The next Frost tune is "Ladies Blues" where he proves that he can take as much from the Stevie Ray Vaughan guitar style as Dan Patlansky and do something far funkier with it without slavishly imitation, and at the same time write a hook so strong you could catch whales with it. The guitar solo is concise and to the point and there is yet another superb Simon Orange organ solo to lift the tune into that space beyond the stars, and a female backing chorus. Man, this is a truly wonderful piece of work.

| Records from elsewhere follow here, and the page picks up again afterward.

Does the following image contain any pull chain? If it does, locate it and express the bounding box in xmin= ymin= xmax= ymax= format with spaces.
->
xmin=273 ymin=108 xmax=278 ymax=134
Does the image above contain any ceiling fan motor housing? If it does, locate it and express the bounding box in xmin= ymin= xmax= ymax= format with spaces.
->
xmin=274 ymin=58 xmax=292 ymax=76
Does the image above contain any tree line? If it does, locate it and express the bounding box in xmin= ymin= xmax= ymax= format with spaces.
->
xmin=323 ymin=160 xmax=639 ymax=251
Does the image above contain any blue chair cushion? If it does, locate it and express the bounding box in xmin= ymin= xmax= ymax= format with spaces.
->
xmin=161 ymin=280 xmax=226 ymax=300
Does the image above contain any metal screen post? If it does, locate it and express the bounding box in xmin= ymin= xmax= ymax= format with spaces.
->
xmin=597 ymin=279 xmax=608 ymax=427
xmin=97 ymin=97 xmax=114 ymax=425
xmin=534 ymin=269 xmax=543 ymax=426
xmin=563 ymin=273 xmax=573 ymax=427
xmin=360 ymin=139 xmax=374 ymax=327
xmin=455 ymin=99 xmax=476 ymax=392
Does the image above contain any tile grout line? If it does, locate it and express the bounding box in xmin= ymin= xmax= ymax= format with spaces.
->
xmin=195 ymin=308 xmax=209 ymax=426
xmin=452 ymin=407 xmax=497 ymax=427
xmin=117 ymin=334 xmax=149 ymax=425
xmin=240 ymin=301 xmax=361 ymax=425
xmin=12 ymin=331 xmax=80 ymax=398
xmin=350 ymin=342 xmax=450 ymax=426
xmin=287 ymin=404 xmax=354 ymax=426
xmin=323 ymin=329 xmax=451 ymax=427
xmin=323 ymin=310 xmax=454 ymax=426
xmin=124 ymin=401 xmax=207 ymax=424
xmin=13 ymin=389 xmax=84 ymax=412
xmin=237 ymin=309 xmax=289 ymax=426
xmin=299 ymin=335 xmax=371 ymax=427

"Everybody Knows" follows and this is a song that proves how good a songwriter Simon Orange is, able to blend a sublimely catchy tune with some intelligent, old-fashioned (in a good way) pop lyrics. It surely deserves a wider audience, as does most of the music on this album, than just the people who have this album. Out of the Blue is the most radio friendly record the Blues Broers have released, across a couple of radio audience demographics, such as rock, blues and easy listening pop.
Rob Nagel has a combo of two songs following each other, in "Stoned Cold Sober," a slyly humorous song celebrating the virtues of not drinking but rolling a joint instead, and "Bring It On," a blast of blues defiance. The first is another fine addition to the tradition of blues songs about drinking; the latter is an addition to the tradition of blues songs about giving life the finger.
The penultimate track of the 16-song set is another excellent Simon Orange pop tune, "Over My Head," and that is followed by Rob Nagel's instrumental "De Aar" which sees out the album in suitably atmospheric fashion. This is only the second song I know that name checks this northern Cape railway town, the other one being "Bar op De Aar," by Andre Le Toit (this was written and recorded before he became Koos Kombuis) and by all accounts De Aar is not the most attractive or bustling town in the country, especially not after the demise of the South African Railways empire. Nagel obviously thinks of De Aar as some Wild West frontier town because he gives his song a whimsical, wistful, haunting spaghetti Western treatment. The people of De Aar should be proud that someone has taken this much trouble to honour their dusty, moribund hometown in musical form.
So, once again the Blues Broers have played to their individual strengths and have delivered a record that is a highly entertaining, never boring mixture of good tunes and tough playing. This is a unique skill set in local music in general and in the blues scene in particular where very few of the local acts in this field have any clue of how to write an actual tune or how important it is to knew when to lay back and when to roar.
I've not seen the Blues Broers live since the reunion and reactivation shows with John and Clayton Frick and so I have idea whether any of these songs ever made it to the band's live repertoire. Most of them should. Obviously the audiences at their shows want to hear the blues classics, mostly because audiences really only appreciate songs they already know, but these songs are so strong they could rock the house anywhere. My only reservation would be that Simon Orange's songs, excellent as they are, do not squarely fit the blues band template and would be better suited to an audience in a concert setting and not so much at a festival or in a sweaty club where subtlety is hardly ever required.
I'm going to put it out there: The Blues Broers' Out of the Blue and Delta Blue's Inbluesstation are, in no particular order, the two best South African blues, R & B, soul and blues rock albums I've ever had the pleasure of owning.